Speaking at the Air Force Association’s Air and Space Conference just outside Washington, Carter promoted the department’s Force of the Future initiative, which he said would bring long overdue change for its 800,000 civilian employees. A proposal in the plan to move most of those workers out of the civil service system that governs most of the federal workforce has come under fire. But Carter said it represents just one option he is considering.
“We're thinking many ideas through, and we need time to get the best ideas and advice, especially from the armed services,” Carter said. “The people of the U.S. armed forces are the best and always will be the best, and how we manage them should be too.”
He noted the military has a “fantastic system” to manage its people. The civilian system, he said, is another story.
“I can't really claim we have a good system for managing civilians,” Carter said. “I actually think it's appalling and we don't treat them very well. And I sometimes ask myself why do they stick with us.”
He quickly answered his own question: “But I know why they stick with us . . . and this is why we have the finest people in service as well . . . because of the mission.”

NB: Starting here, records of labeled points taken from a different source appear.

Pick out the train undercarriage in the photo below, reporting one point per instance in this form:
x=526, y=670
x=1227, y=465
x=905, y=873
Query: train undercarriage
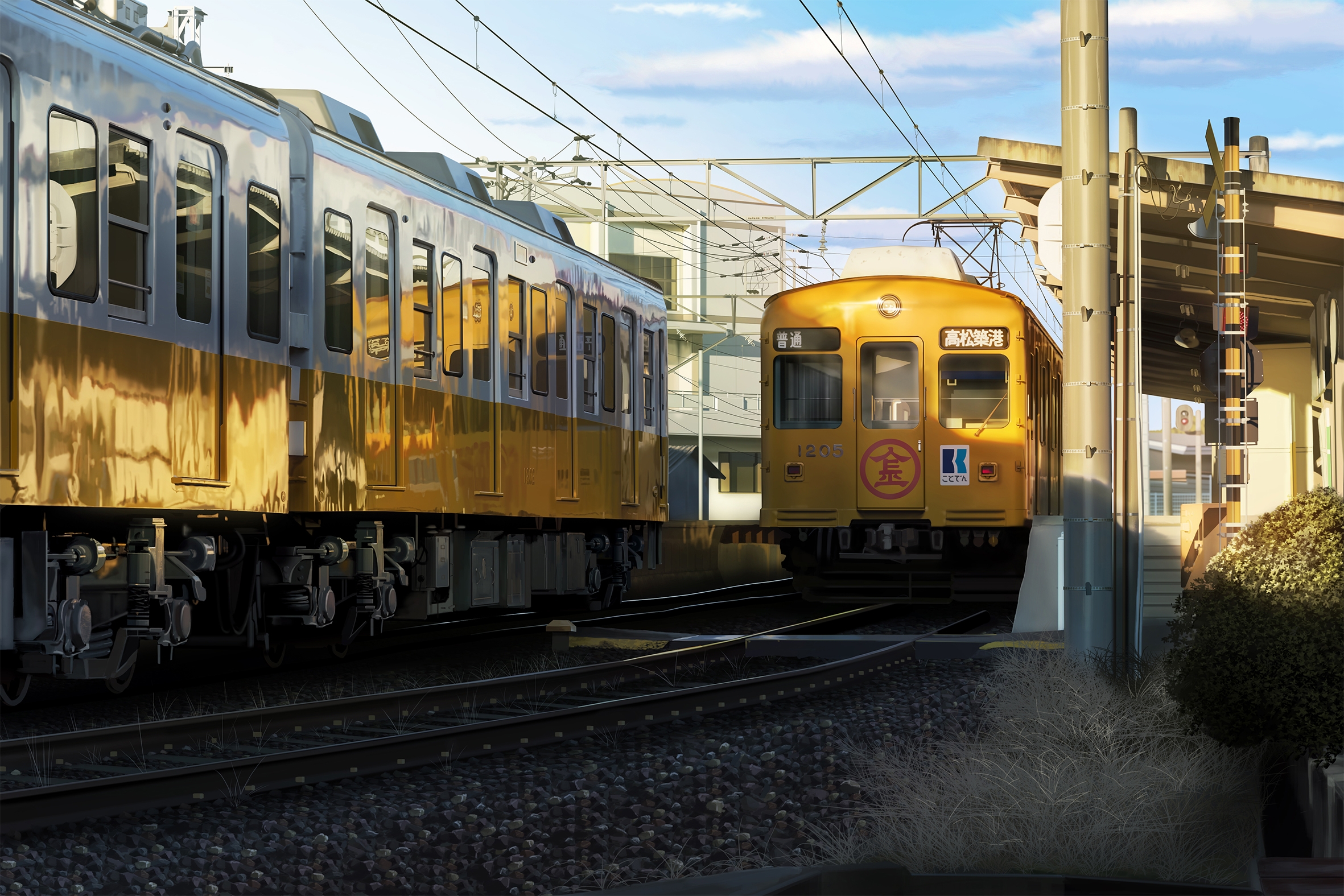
x=85, y=593
x=906, y=560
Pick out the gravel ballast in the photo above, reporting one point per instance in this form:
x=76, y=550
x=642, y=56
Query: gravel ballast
x=734, y=789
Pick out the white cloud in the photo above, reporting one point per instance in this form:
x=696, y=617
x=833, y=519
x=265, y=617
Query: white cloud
x=1198, y=41
x=717, y=10
x=1304, y=140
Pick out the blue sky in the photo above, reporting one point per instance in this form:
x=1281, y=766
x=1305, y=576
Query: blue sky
x=758, y=79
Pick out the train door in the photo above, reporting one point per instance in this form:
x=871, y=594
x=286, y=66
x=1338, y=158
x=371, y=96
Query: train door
x=380, y=382
x=197, y=362
x=629, y=444
x=483, y=415
x=890, y=453
x=565, y=430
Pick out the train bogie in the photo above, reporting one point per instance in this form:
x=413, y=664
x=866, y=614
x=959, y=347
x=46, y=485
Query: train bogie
x=281, y=386
x=912, y=433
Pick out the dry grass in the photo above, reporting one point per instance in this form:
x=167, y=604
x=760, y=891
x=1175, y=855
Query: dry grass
x=1073, y=773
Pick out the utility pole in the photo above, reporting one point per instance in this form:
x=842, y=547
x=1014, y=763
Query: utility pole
x=1129, y=440
x=1089, y=543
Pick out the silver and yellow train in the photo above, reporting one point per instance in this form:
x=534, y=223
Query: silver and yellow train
x=266, y=383
x=913, y=430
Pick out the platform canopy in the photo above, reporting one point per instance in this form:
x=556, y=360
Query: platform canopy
x=1296, y=225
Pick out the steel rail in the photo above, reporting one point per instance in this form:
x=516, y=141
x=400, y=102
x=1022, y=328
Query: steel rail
x=492, y=715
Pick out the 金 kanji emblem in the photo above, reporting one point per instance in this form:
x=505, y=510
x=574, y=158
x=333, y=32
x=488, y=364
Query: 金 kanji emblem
x=890, y=469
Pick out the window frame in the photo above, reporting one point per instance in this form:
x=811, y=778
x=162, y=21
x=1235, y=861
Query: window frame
x=426, y=370
x=866, y=390
x=1005, y=400
x=608, y=359
x=541, y=346
x=780, y=361
x=350, y=331
x=459, y=317
x=280, y=263
x=125, y=312
x=98, y=179
x=517, y=291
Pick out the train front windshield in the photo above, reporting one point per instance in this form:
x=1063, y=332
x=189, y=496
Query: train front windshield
x=808, y=393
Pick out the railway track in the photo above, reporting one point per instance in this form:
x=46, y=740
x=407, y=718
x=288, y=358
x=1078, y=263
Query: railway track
x=83, y=774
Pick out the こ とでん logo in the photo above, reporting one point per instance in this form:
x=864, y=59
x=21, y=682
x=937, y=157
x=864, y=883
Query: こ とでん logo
x=890, y=469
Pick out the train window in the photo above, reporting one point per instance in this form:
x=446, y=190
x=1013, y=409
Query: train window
x=517, y=350
x=648, y=378
x=589, y=359
x=974, y=391
x=608, y=351
x=378, y=284
x=454, y=312
x=483, y=308
x=339, y=305
x=197, y=167
x=73, y=206
x=561, y=327
x=626, y=362
x=262, y=263
x=889, y=386
x=422, y=335
x=808, y=391
x=541, y=348
x=741, y=472
x=128, y=226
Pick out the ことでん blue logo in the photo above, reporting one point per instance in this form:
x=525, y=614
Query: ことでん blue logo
x=956, y=465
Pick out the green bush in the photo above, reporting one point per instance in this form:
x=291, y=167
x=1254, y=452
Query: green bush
x=1259, y=642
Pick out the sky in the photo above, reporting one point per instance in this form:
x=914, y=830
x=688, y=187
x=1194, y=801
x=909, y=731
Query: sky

Going forward, Carter added, the Pentagon should not rely on their commitment to mission alone to make the department an attractive place to work.
"They want to make a difference. They want to keep the country safe and they want to leave better future for our children, and they put up with all the crap we deal because they're committed to that mission. And that is very admirable," he said. "But you know, I don't think we should take that for granted. So I think we do need to think about what kinds of things the next generation of people will find attractive in service, try to provide that in a way that in whatever ways are consistent with the profession of arms."
Brad Carson, acting Defense personnel and readiness chief, has said he hopes whatever specific reforms are chosen will be implemented by the end of the Obama administration.